Покрываешься гадким смертным потом, и в подушечной тишине ночи кричишь в облепившую тебя вату: «Дай же мне хоть какой-нибудь смысл, хоть какую-то надежду!» И как только начинаешь сам себя спрашивать, кого так горячо просишь о милости подания разума и воли, тотчас находится ответ: Его.
Почему в обыденной нашей жизни мы вспоминаем о Боге в последнюю очередь? От гордыни? От глупости? Скорее, от бессилия. И то сказать: где набрать нам сил для веры, когда нет их даже на безверие. Не холодны, не горячи, теплим своё существование, и мыкается без приюта душа: в «научное мировоззрение» она не влезет, да и в суеверии ей тесно, а до веры не подымается: крылья слабы. Отучилась летать за годы пространственно-временного бытия. Если уж случится какой слом, беда настоящая свалится, тогда только, порвав в кровавые лоскуты нутро, на грани погибели ринется человеческая сущность к Богу.
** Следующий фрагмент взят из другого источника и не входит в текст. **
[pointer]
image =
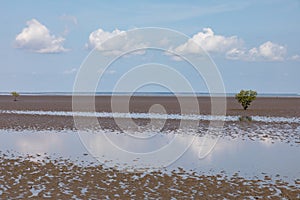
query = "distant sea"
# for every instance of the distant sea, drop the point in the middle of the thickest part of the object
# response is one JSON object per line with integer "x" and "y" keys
{"x": 200, "y": 94}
И от безысходности пробираясь к Свету, если опять не изнеможет и не скукожится, увидит вдалеке за надрывом – покой, за смутой – ясность, за привычкой – любовь, за словом – Слово. Эх, и высока же эта лестница, братья! Как бы нам к ней подступиться?
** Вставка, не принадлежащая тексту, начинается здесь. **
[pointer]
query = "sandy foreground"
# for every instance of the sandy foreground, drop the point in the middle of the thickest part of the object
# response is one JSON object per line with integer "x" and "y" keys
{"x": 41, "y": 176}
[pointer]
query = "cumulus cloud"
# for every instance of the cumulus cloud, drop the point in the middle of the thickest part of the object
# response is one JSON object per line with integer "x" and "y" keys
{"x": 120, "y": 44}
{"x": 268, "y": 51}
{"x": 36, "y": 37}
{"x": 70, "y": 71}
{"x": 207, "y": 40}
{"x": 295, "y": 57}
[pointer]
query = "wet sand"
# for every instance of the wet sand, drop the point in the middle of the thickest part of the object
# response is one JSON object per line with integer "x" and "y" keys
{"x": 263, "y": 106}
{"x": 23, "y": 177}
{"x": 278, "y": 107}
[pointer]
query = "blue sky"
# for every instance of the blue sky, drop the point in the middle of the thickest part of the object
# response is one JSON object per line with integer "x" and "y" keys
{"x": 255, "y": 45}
Но тогда, в прошлой жизни, мало кто задумывался о столь отвлечённых вещах. Стояла задача выжить. Люди выживали, неся в душе надежду на рождение новой древней страны. Тогда творился эпос нового времени, неосознанно и непредсказуемо. И в Черни явления этого эпоса были смешны до трагизма. Через болото повседневной действительности продираться следовало, как через осеннюю грязь на чернских улицах: подумать, прикинуть, куда поставить ногу, чтобы не заляпать штанину. А лучше всего иметь шест для промера глубины луж и залежей пастообразного чернозёма. Но путь этот не наш. Мы – в тельняшках и резиновых сапогах.
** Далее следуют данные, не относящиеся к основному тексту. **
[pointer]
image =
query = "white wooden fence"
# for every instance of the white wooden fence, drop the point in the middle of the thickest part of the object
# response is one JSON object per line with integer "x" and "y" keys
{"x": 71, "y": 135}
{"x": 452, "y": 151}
Я видел это сам, пробираясь сквозь хляби земные, воскресным пасхальным утром в Черни на улице… Не помню названия. На главной улице. В Нью-Йорке это был бы Бродвей. Небо было серо, земля черна. Петухи давно пропели, но тщетна была их надежда разбудить кого-нибудь. Безлюдна и тиха была улица. Я одиноко брёл вниз с горочки, любопытствуя узнать, как встречает Светлое Воскресение мой добрый народ. Но посёлок словно вымер. И только вдалеке цепляло глаз нечто, лежащее посередине дороги. Сперва мнилось, что это клок сена или ворох тряпья, но нехорошее предчувствие сжимало сердце и неприятно волновало. Куль? Мешок? Но по размерам это было больше, и странная белизна выдавала присутствие чего-то живого. Подходя ближе, я отчётливо увидел человеческое лицо. Мертвец? Но ведь он же… да-да! Храпит. На проезжей дороге, возвышаясь страшным брюхом, лежал навзничь мужик в майке, семейных трусах и кирзовых сапогах на босу ногу. Он был огромен. Русский Гаргантюа, уставший праздновать уже с утра. Явление жуткое и, безусловно, эпическое.